At least you had a chance to get to the playoffs and win a World Series, but was it strange coming back to play in Chicago as a member of the opposition?
It was a little different, after all those years, but I just wanted to pitch well against them ... and I did!” (Joe appeared in five games against the Sox in 1972. He threw a total of 12 2⁄3 innings, allowing two runs.)
My job with the A’s was to spot-start or pitch long relief. I remember we went to Arlington to play a game; it was like a 100 degrees outside, with a 100% humidity. Blue Moon Odom left the game early, and I came in. I may have finished it up, and we won. (The game was on May 29, 1972. Horlen pitched 5 2⁄3 innings in relief, and got the win in a 4-1 decision.) That was my job, and it was satisfying at the end of the season to have the players and coaches say that I gave them exactly what they needed.
When I think of Joe Horlen, I think of a guy who wasn’t the biggest and who didn’t throw the hardest, but who could throw just about any pitch he needed, where he needed it, when he needed it. Does that sum you up pretty accurately?
Well, my fastball wasn’t that slow. Today when you hear of guys throwing a certain speed, you have to remember that the radar guns that the scouts use measure the ball as it’s leaving the pitcher’s hand. That’s not the speed the ball arrives at the plate ... that’s why those guns are always off. One time, the Sox set up a radar box at home plate and asked the pitchers to throw at it. When my pitches went through, they were clocked at 91-92 miles an hour at home plate.
In 2002, the Sox asked you and J.C. Martin to come back to Chicago and throw out the first pitch to him for the home opener. It was a very nice gesture by the Sox. Tell me about that experience.
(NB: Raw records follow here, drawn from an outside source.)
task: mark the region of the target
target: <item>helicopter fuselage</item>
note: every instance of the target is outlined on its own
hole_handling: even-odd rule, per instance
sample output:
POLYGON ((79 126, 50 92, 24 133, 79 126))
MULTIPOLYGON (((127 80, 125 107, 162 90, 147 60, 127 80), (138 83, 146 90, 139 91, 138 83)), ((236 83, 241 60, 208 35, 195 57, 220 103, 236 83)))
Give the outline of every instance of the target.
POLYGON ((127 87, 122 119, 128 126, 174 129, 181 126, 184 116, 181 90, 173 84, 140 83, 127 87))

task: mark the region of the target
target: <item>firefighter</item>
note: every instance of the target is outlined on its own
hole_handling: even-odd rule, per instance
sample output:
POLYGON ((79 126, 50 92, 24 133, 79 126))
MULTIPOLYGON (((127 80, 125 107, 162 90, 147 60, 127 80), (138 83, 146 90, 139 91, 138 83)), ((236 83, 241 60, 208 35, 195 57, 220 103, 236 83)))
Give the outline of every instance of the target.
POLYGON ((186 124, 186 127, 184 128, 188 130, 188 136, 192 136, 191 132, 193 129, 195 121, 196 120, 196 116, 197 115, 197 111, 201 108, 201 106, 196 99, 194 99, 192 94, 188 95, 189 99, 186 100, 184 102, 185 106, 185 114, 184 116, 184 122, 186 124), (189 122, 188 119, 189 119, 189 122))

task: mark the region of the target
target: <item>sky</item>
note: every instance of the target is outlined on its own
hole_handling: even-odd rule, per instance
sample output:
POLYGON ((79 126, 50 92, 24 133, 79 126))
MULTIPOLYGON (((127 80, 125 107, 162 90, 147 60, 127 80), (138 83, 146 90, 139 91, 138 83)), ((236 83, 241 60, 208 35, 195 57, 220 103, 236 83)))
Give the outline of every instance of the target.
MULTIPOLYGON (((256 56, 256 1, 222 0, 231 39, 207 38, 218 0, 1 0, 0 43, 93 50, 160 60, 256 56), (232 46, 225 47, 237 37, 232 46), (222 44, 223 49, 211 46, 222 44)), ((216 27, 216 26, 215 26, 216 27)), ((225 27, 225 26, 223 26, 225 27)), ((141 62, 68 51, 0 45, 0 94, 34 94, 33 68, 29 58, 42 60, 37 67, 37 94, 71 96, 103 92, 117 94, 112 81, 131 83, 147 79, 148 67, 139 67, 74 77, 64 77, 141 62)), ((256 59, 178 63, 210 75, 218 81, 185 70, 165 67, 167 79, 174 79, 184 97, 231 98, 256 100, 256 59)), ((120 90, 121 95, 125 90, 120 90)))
It was great. I was called by one of the Sox representatives, and he said that since it was the 25th anniversary season of the no-hitter they wanted me to throw out the first ball. Then the guy asked me who my catcher was for that game. He didn’t know, so I told him it was J.C., and they got him to come to Chicago to catch me.
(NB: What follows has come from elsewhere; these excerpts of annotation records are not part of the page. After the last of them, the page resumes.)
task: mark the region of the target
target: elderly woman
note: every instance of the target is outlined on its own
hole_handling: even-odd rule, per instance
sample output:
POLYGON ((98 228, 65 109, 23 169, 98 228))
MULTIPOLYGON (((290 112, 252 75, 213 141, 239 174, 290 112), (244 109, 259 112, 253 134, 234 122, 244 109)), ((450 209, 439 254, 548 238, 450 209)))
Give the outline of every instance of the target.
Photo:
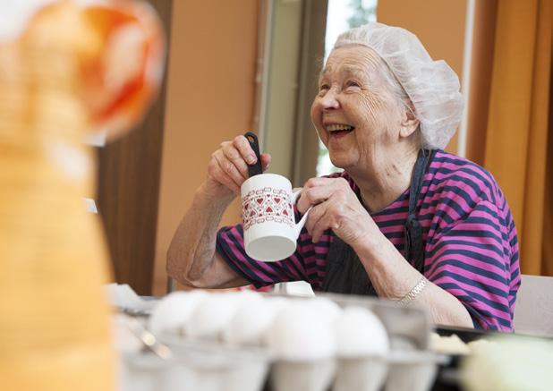
MULTIPOLYGON (((405 30, 370 23, 342 34, 320 72, 311 119, 338 174, 304 184, 297 251, 249 258, 241 225, 217 225, 256 161, 246 139, 223 142, 168 253, 195 287, 305 280, 315 291, 426 306, 438 324, 513 329, 516 230, 489 173, 442 150, 463 105, 457 76, 405 30)), ((261 155, 266 169, 270 157, 261 155)))

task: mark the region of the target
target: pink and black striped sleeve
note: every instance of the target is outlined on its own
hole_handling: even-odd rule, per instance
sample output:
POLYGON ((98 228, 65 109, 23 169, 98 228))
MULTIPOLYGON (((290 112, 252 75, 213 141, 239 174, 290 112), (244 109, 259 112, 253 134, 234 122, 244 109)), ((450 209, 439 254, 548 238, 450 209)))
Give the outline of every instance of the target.
POLYGON ((512 331, 520 275, 516 231, 506 202, 502 196, 495 202, 478 200, 455 219, 458 207, 468 206, 450 201, 440 207, 442 216, 451 217, 442 224, 450 223, 427 242, 424 274, 465 306, 476 328, 512 331))
POLYGON ((307 280, 302 247, 289 258, 262 262, 250 258, 244 250, 242 224, 225 226, 217 232, 216 249, 227 265, 256 288, 276 283, 307 280))

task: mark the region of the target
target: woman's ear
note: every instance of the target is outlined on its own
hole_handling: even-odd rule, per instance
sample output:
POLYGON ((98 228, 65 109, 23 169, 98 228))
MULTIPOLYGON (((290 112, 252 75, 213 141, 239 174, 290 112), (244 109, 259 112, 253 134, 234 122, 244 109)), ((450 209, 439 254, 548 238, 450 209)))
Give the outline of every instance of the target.
POLYGON ((420 123, 420 121, 415 117, 412 108, 405 106, 402 115, 399 136, 404 138, 411 136, 417 130, 420 123))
You been known to hang out with a rather famous basketball coach, don’t you?
Yes, I do spend some time with Bobby Knight. He’s a great guy, and a big baseball fan. A mutual friend introduced us when we all went hunting a few years ago. When I met him, he knew more about me with the Sox then even I remembered! Bobby is kind enough to invite me up to Lubbock every so often to take in a game, and he usually signs basketballs and such for me that I donate to charity auctions and functions.
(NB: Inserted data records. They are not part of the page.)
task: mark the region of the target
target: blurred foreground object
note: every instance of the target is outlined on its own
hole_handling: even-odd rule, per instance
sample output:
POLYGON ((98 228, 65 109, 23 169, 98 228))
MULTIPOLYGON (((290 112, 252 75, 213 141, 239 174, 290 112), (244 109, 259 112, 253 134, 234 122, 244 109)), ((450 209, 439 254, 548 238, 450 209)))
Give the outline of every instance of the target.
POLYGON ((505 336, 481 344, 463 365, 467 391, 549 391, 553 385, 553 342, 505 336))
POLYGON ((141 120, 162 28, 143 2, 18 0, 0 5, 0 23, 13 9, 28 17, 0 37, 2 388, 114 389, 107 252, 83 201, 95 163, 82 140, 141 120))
Ten years is a long time to be with one team in one city. As time has passed, Joe, what do you recall about a decade spent pitching on the South Side?
It was a great time for me, a very special time. Chicago was a great place to play, and the Sox were a great organization. I made a number of friends, people that to this day I visit when I come back to Chicago. One of the people I lived with was a doctor who lived in Hillside. I’d stay with his family when my family wasn’t with me. To this day, I keep in touch with his children. We often talk about the cabin that he had up in Green Lake, Wisc. Anytime you wanted to, you could go up there and spend a few days, you didn’t even have to ask him. He was known by a number of Chicago athletes, and he made them the same offer. I remember seeing Bobby Hull up there. One time I visited, and Mr. and Mrs. Tony Esposito were there as well.
I just couldn’t have asked for a better time playing baseball.